Nevertheless, Saudi Arabia’s attempts to curb terrorism and extremism have been criticized heavily in the past. While serving as Secretary of State, Hillary Clinton devised plans to stop Saudi Arabia from funding terrorism.
“We need to use our diplomatic and more traditional intelligence assets to bring pressure on the governments of Qatar and Saudi Arabia, which are providing clandestine financial and logistic support to (the Islamic State) and other radical Sunni groups in the region,” Clinton wrote in an email released by Wikileaks.
President Trump has repeatedly stated that he views Saudi Arabia as an ally, but it’s likely other Western analysts will view the Saudi prince’s comments with more skepticism. The country's religious hard-liners have traditionally wielded heavy influence in the country and made it difficult to implement reforms, and some experts have quested whether the prince will be able to achieve his ambitious goals of reform and economic growth.
Meanwhile, rights groups argue that Saudi Arabia continues to jail journalists and commit widespread human rights violations.
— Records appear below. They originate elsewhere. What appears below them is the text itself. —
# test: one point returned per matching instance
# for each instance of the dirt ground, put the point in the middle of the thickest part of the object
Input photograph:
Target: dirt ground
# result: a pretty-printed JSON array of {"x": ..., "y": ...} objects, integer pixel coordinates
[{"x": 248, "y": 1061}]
Last month, Saudi authorities arrested dozens of people, including some religious figures, in what rights groups called a "repression campaign against dissidents."
“These apparently politically motivated arrests are another sign that Mohammad bin Salman has no real interest in improving his country’s record on free speech and the rule of law,” said Sarah Leah Whitson, Middle East director at Human Rights Watch. “Saudis’ alleged efforts to tackle extremism are all for show if all the government does is jail people for their political views.”